インテンシティの高いサッカーはゲームを優位に進めやすいが、それだけ代償も大きい。ユリッチの練習は「試合の方が楽」との感想が選手から出るほど超ハードな事で知られており、それも影響してか今季のトリノは常にスタメンクラスの誰かが負傷のため欠場。未だにベストメンバーが揃った事は一度も無い状態だ。そして先月ついに事件が発生。負傷者の多さだけでなく彼らの復帰に長い時間が掛かり過ぎている状況に激怒したユリッチは0-1で敗れた第7節のトリノデルビー後、クラブのメディカル部門の仕事ぶりを痛烈批判。これを受けたクラブドクターのパオロ・ミナーフラが職を辞すという事態にまで発展している。
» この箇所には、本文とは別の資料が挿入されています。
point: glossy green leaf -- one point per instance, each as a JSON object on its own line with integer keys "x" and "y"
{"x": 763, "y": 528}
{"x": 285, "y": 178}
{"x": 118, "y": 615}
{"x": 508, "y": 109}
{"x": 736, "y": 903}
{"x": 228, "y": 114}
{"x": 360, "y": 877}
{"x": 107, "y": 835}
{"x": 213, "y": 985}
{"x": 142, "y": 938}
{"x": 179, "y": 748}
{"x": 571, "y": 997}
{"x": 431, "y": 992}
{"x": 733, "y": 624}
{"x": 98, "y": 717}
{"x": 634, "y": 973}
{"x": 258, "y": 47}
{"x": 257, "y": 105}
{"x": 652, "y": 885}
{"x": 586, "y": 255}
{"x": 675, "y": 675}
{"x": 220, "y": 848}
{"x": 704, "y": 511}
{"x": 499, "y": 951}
これに追い討ちを掛けているのが代表ウィーク。トリノは代表に招集される選手が比較的多く、そのほとんどがナショナルチームでも多くのプレータイムを与えられている。今回もアントニオ・サナブリアがコンディションを落とした状態でトリノに戻って来た上、リカルド・ロドリゲスも負傷。後者に関しては年内復帰は難しいとの報道も出ており、負傷者たちのコンディション管理や再発防止などが今後の課題となってくるだろう。

 

クラブを去る可能性のある選手達

f:id:sft1995:20211120162750j:plain

欧州争いに食い込んだ3シーズン前のトリノで不動の主力であったアルマンド・イッツォダニエレ・バゼッリトマス・リンコン、そしてトリノ史上最高額プレーヤーのシモーネ・ヴェルディトリノでの年平均ゴール数がたったの4であるシモーネ・ザザの5名はチームの成長とは裏腹に不遇の時を過ごしている。リンコンとバゼッリは新戦力の到着により普通に序列が下がった格好だが、自身の負傷離脱中にポジションを奪われたイッツォに関してはやや不運と言うべきか。ヴェルディやザザはユリッチが就任する以前から余剰戦力として見なされていた上、強力なライバルの加入がトドメを刺した形だ。

 

上記5名は恐らく冬のメルカートで放出リストに名前が記載される事になるが、なかなかチャンスの与えられないメルギム・ヴォイヴォダもここに加えなければならないかもしれない。ユリッチは右ウイングバックのポジションをウィルフリード・シンゴに一任しており、ヴォイヴォダはスタメン出場が今季は一度も無い状況。これに本人が不満を募らせる可能性も低くはないため、移籍の可能性も出てきそうだ。

 

アフリカ・ネーションズカップの影響

f:id:sft1995:20211120164907j:plain

来年1月に開催されるアフリカ・ネーションズカップ。今のところここにオラ・アイナウィルフリード・シンゴが参加する可能性がある。そうなればトリノは新年早々約1ヶ月の間、両ウイングバックのレギュラーを同時に失う事になってしまう。シンゴに関しては今年コートジボワール代表デビューを飾ったばかりという事もあり招集される可能性は五分五分だが、ナイジェリア代表常連のアイナは確実に呼ばれるはず。左サイドを1ヶ月間怪我がちなクリスティアン・アンサルディ1人で凌げるかどうかは正直疑問符が付くため、冬のメルカートでは補強が必要になるかもしれない。右はシンゴが招集された場合代役となるであろうヴォイヴォダのトリノ残留が確実になるが、場合によってはこちらも入れ替わりが起こり得ると言えそうだ。